Locomotion Control¶
Learning locomotion — the ability to walk, run, climb, and navigate diverse terrain — is one of the most active and successful areas of embodied AI. RL-based locomotion has achieved remarkable results in the past few years, with policies that transfer from simulation to real quadruped and humanoid robots.
Problem Formulation¶
The locomotion control problem:
- State: Robot proprioception (joint positions \(q\), joint velocities \(\dot{q}\), base orientation, base angular velocity, gravity vector) + optional exteroception (heightmap, depth image)
- Action: Joint position targets \(a_t \in \mathbb{R}^n\) (sent to PD controllers)
- Reward: Combination of velocity tracking, energy efficiency, and regularization
Typical Reward Function¶
Common reward terms:
| Term | Formula | Purpose |
|---|---|---|
| Linear velocity tracking | \(\exp(-\|v_{xy} - v_{xy}^{\text{cmd}}\|^2 / \sigma)\) | Follow velocity commands |
| Angular velocity tracking | \(\exp(-\|\omega_z - \omega_z^{\text{cmd}}\|^2 / \sigma)\) | Follow yaw rate commands |
| Base height | \(-(z_{\text{base}} - z_{\text{target}})^2\) | Maintain desired height |
| Orientation | \(-\|\text{gravity\_projected}_{xy}\|^2\) | Stay upright |
| Action rate | \(-\|\dot{a}_t\|^2\) | Smooth actions |
| Torque penalty | \(-\|\tau_t\|^2\) | Energy efficiency |
| Feet air time | Bonus for swing phase duration | Encourage gait patterns |
Key Approaches¶
Teacher-Student Framework¶
A widely used paradigm where:
- Teacher policy is trained with privileged information (exact terrain heightmap, contact forces, friction coefficients)

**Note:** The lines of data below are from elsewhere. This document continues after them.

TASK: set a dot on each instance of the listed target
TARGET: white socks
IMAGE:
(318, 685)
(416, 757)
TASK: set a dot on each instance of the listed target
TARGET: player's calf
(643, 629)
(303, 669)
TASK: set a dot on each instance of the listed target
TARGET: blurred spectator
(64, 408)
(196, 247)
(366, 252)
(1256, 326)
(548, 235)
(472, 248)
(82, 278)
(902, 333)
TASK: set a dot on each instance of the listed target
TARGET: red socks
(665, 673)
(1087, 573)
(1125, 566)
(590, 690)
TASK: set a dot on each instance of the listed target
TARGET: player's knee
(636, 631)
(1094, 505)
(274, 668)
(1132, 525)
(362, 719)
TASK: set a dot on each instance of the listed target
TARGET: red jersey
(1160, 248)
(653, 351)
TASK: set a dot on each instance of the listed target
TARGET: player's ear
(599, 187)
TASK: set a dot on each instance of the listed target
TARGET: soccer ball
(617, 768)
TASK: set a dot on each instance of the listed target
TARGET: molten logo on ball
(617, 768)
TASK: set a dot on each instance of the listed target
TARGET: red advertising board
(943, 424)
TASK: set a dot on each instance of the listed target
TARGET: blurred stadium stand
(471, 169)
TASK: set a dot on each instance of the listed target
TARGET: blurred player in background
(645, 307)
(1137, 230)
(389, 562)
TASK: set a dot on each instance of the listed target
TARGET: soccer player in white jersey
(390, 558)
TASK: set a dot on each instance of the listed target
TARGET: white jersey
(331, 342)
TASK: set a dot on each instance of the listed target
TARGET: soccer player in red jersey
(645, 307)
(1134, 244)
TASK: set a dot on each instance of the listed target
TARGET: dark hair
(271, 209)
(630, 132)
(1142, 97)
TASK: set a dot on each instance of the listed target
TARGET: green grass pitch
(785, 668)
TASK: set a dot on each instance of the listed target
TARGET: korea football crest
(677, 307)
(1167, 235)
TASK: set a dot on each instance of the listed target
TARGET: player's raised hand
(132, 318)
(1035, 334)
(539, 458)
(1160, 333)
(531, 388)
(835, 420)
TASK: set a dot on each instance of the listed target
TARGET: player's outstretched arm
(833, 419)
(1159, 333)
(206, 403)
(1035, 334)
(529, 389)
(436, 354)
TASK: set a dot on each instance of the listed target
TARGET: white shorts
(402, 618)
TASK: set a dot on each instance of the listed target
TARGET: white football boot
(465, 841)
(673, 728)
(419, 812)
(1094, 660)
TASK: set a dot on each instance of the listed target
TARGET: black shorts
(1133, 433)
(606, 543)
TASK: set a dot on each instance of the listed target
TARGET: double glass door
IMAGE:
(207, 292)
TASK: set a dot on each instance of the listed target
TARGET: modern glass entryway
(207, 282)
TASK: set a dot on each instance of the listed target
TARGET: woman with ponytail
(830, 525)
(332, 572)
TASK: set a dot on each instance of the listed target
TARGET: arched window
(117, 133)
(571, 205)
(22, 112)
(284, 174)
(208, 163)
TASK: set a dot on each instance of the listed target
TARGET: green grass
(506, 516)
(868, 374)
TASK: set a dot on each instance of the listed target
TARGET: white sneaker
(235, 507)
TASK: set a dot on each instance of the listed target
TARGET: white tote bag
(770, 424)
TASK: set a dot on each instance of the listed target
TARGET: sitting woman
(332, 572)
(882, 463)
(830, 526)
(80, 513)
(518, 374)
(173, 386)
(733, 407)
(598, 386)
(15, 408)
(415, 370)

- Student policy is trained to imitate the teacher using only onboard sensor observations
This decouples the RL training (with easy-to-learn privileged state) from the deployment constraint (limited onboard sensors).
graph LR
T[Teacher Policy<br/>Privileged Obs] -->|Distillation| S[Student Policy<br/>Onboard Obs Only]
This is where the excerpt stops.